A preponderant role of the glutamatergic transmission in nucleus accumbens core vs shell underlies the long term sensitization to cocaine after a single restraint stress

GARCÍA KELLER, C; MARTÍNEZ, S; ESPARZA, A; KALIVAS, PW; CANCELA, L.M.

Buenos Aires

Congreso; The 5th Special Conference of the International Society for Neurochemistry. Synapses and Dendritic Spines in Health and Disease.; 2012

ISN

Several evidences indicate that cocaine is able to induce behavioural and molecular sensitization in both, the dopaminergic (DA) and glutamatergic (Glu) mesocorticolimbic systems. It has been shown that a single restraint stress induces sensitization to behavioural and neurochemical effects of psychostimulants (Pacchioni et al., 2007).
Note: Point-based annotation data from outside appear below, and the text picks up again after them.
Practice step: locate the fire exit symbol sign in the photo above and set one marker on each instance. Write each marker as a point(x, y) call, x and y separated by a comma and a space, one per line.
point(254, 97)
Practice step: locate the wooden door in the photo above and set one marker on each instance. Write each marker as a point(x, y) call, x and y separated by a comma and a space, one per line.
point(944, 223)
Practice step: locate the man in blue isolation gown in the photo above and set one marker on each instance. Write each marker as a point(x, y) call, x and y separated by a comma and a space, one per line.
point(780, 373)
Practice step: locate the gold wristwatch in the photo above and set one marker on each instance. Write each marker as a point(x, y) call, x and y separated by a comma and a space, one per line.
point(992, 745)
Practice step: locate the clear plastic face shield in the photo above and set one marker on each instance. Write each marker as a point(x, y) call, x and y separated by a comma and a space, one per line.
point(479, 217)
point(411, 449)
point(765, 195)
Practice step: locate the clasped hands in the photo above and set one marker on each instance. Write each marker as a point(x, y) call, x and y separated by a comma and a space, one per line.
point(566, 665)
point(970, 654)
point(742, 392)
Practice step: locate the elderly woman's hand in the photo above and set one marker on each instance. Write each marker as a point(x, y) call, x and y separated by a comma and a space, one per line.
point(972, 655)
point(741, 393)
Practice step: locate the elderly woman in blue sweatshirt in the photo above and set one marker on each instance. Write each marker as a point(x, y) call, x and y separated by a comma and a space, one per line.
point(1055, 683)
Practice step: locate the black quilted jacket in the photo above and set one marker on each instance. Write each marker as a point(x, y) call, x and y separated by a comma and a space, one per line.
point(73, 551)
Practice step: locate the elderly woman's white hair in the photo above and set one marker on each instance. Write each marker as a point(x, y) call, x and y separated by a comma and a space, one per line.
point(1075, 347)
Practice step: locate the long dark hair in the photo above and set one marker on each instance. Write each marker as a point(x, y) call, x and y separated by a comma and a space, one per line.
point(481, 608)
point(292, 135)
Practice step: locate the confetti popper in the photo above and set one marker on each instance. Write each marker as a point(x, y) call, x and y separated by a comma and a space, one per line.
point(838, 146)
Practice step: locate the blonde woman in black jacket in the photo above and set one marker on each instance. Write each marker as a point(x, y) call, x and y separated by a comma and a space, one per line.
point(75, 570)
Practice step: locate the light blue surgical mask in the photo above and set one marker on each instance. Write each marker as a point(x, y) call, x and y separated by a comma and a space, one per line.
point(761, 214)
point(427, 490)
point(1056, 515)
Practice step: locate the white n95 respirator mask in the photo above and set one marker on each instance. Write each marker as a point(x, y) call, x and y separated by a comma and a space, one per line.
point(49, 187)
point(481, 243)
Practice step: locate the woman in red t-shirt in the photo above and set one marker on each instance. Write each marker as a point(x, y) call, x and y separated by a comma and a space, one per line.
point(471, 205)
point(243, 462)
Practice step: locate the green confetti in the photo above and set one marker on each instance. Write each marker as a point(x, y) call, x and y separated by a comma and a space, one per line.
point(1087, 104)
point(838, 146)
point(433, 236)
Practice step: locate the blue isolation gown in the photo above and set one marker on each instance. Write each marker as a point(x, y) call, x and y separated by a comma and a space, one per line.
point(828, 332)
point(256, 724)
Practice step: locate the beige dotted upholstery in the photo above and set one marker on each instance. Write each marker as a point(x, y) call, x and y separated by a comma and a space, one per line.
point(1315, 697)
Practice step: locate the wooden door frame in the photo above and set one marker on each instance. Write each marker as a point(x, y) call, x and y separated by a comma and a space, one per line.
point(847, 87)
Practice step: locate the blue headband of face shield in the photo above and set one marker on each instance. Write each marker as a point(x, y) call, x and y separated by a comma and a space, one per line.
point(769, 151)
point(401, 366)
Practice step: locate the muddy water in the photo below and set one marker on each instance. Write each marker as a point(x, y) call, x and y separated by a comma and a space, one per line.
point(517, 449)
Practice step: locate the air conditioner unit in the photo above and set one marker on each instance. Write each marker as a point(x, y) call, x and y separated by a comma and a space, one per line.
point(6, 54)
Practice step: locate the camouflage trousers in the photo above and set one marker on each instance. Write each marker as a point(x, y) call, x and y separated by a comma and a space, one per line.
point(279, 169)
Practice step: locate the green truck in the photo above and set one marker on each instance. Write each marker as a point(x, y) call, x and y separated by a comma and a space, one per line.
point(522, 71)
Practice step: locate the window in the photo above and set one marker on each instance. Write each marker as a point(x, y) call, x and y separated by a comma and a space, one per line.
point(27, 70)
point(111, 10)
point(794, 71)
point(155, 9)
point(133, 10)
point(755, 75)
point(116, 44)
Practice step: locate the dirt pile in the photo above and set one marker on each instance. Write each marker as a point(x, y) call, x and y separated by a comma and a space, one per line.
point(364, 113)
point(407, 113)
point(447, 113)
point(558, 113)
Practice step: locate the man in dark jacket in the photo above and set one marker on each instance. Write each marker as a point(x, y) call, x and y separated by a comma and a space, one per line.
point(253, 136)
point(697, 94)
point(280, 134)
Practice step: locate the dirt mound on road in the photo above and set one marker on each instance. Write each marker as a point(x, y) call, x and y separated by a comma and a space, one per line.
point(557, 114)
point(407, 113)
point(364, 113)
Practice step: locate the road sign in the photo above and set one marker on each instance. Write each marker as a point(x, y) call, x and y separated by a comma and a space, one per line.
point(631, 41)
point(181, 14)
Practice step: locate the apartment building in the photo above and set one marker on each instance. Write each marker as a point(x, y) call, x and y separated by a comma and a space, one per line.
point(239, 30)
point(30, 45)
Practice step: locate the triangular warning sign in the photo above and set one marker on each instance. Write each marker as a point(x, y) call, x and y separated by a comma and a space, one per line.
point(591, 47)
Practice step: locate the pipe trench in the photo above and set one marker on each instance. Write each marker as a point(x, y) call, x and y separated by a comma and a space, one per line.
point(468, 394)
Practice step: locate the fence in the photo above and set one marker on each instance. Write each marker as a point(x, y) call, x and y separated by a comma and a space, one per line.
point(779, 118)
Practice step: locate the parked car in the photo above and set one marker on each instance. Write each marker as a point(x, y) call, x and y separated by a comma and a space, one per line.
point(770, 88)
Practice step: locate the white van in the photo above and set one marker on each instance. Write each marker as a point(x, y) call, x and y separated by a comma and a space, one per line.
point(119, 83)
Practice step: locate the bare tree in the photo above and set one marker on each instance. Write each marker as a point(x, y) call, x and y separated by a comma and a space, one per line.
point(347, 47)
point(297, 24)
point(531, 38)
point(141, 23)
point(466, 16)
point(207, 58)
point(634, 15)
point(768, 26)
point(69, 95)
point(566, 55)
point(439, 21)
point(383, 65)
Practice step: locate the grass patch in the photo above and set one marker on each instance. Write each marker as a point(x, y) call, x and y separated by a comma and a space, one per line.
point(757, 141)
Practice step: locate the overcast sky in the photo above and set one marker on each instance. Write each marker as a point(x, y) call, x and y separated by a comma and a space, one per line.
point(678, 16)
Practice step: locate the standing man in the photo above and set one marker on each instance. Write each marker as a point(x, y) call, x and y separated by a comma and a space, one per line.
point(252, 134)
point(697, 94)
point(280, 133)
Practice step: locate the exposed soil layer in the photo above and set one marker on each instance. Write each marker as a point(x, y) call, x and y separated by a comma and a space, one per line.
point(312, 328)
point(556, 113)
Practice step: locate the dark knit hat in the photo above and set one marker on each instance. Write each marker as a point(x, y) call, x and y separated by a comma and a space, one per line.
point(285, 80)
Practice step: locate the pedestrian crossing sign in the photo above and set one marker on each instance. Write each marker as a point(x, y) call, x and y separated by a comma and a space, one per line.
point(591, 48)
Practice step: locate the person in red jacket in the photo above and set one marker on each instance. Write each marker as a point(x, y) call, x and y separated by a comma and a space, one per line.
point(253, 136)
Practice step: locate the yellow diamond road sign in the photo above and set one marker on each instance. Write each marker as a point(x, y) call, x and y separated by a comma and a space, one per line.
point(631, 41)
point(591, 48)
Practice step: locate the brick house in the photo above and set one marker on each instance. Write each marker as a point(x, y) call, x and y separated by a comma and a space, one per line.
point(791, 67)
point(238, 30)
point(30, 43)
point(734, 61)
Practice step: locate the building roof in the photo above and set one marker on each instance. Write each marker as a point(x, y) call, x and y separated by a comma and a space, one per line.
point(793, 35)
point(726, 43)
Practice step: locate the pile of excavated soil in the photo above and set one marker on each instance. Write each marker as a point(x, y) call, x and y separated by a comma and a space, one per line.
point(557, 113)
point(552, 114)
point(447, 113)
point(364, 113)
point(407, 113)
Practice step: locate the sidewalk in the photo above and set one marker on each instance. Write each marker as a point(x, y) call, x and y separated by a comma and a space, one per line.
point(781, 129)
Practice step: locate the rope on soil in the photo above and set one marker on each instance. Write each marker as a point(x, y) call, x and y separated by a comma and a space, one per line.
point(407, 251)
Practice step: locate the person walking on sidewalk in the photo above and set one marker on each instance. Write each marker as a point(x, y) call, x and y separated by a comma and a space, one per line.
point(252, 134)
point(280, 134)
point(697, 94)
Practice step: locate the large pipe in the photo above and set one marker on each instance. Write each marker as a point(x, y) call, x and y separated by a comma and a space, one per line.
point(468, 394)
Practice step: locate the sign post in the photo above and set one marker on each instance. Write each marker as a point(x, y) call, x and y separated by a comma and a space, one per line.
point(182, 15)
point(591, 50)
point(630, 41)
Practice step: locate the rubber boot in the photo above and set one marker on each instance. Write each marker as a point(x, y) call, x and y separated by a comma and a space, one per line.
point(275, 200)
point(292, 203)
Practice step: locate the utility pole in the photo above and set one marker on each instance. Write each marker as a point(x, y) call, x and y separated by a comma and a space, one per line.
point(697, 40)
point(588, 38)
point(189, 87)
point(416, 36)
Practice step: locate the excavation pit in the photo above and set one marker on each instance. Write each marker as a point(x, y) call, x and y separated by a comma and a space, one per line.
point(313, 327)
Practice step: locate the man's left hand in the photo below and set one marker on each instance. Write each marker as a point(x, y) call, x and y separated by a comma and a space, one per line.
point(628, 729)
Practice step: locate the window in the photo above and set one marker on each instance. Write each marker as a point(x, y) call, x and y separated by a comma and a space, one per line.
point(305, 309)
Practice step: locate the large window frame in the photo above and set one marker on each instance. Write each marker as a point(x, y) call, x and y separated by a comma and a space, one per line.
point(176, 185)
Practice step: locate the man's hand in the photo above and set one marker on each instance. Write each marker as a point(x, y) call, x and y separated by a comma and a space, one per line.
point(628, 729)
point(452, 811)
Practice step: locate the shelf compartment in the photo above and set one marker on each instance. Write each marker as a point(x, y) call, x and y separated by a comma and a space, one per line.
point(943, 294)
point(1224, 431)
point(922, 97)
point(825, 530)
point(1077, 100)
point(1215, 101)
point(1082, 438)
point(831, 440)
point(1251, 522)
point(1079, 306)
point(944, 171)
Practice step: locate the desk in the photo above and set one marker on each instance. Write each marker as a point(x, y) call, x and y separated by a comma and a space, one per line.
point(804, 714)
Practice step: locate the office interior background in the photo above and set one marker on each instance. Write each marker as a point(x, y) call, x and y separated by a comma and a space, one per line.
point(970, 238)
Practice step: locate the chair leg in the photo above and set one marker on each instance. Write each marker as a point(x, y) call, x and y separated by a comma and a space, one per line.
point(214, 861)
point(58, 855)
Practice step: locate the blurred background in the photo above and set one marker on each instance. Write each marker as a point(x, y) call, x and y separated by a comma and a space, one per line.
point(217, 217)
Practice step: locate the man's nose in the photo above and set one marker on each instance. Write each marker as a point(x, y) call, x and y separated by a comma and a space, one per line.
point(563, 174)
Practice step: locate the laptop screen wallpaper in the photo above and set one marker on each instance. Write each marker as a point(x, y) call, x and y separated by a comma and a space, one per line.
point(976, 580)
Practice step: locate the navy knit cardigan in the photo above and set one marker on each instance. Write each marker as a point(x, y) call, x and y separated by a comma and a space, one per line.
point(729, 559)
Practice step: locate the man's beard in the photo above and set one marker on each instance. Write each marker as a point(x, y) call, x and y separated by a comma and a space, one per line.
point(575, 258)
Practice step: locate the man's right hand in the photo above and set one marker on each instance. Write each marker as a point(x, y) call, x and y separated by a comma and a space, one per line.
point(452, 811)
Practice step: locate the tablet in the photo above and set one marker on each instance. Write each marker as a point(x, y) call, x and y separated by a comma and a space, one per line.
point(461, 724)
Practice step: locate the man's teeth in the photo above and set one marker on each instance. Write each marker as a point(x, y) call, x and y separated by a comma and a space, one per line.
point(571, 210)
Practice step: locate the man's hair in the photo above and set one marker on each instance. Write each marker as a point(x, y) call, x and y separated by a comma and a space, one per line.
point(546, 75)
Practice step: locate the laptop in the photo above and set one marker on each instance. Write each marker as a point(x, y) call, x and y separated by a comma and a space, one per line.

The aim of this work was to study the mechanisms in the nucleus accumbens (NAc) whereby an acute restraint stress augments the acute locomotor response to cocaine. This was accomplished by a combination of behavioural pharmacology, microdialysis measures and Western blotting for GluR1, AMPA glutamate receptor (AMPAR) subunit. Male Wistar rats (250-350 g) were restrained for two hours (acute¬¬-stress group) while control animals were left undisturbed in their cages. Twenty-one days after this single stress episode, all animals were assigned to one of the following experiments: I) Microdialysis: DA and Glu release was measured by HPLC in NAc Core and NAc Shell in response to saline and cocaine (15 mg/kg i.p.); and basal Glu levels were measured by no-net-flux technique. II) Locomotor activity in response to saline or cocaine (15 mg/kg i.p.); and locomotor activity followed by intra-Core and Shell microinfusions of increasing doses of AMPA (0.03 or 0.10 µg/side) or CNQX (0.01; 0.1; 1.0 nmol/side). III) AMPAR expression in Core after i.p. injection of saline or cocaine (15 mg/kg i.p.). Our results demonstrate that pre-stressed animals after a single exposure to restraint stress 3 weeks before testing revealed enduring locomotor sensitization to cocaine and was paralleled by an increase in extracellular DA in the Core, but not the Shell. Rats pre-exposed to acute stress showed increased basal levels of Glu in the core but the increase in Glu by acute cocaine was blunted. The alterations in extracellular Glu appeared consequential since blocking AMPAR by CNQX microinjection into the Core prevented both the behavioral cross-sensitization and the augmented increase in cocaine-induced extracellular DA. This study shows that long-term neurobiological changes induced in the Core by acute stress are consequential in the expression of cross-sensitization to cocaine.